[docs] add notes for stateful model changes (#3252)

* [docs] add notes for stateful model changes * Update docs/source/en/optimization/fp16.mdx Co-authored-by: Pedro Cuenca <pedro@huggingface.co> * link to accelerate docs for discarding hooks --------- Co-authored-by: Pedro Cuenca <pedro@huggingface.co>
2026-01-27 17:22:53 +03:00 · 2023-04-27 11:05:08 -07:00
parent 329d1df8f2
commit 256e6960cb
1 changed files with 7 additions and 0 deletions
--- a/docs/source/en/optimization/fp16.mdx
+++ b/docs/source/en/optimization/fp16.mdx
@@ -202,6 +202,8 @@ image = pipe(prompt).images[0]

 **Note**: When using `enable_sequential_cpu_offload()`, it is important to **not** move the pipeline to CUDA beforehand or else the gain in memory consumption will only be minimal.

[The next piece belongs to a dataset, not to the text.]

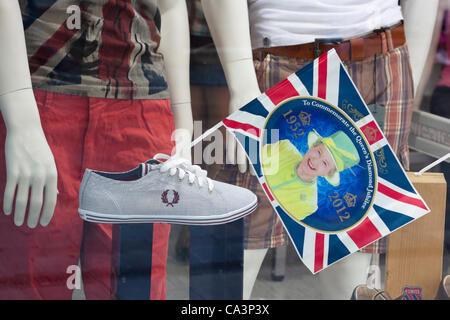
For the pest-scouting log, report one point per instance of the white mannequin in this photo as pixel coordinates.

See [this issue](https://github.com/huggingface/diffusers/issues/1934) for more information.

+**Note**: `enable_sequential_cpu_offload()` is a stateful operation that installs hooks on the models.
+

 <a name="model_offloading"></a>
 ## Model offloading for fast inference and memory savings
@@ -251,6 +253,11 @@ image = pipe(prompt).images[0]
 This feature requires `accelerate` version 0.17.0 or larger.
 </Tip>

+**Note**: `enable_model_cpu_offload()` is a stateful operation that installs hooks on the models and state on the pipeline. In order to properly offload
+models after they are called, it is required that the entire pipeline is run and models are called in the order the pipeline expects them to be. Exercise caution
+if models are re-used outside the context of the pipeline after hooks have been installed. See [accelerate](https://huggingface.co/docs/accelerate/v0.18.0/en/package_reference/big_modeling#accelerate.hooks.remove_hook_from_module)
+for further docs on removing hooks.
+
 ## Using Channels Last memory format

 Channels last memory format is an alternative way of ordering NCHW tensors in memory preserving dimensions ordering. Channels last tensors ordered in such a way that channels become the densest dimension (aka storing images pixel-per-pixel). Since not all operators currently support channels last format it may result in a worst performance, so it's better to try it and see if it works for your model.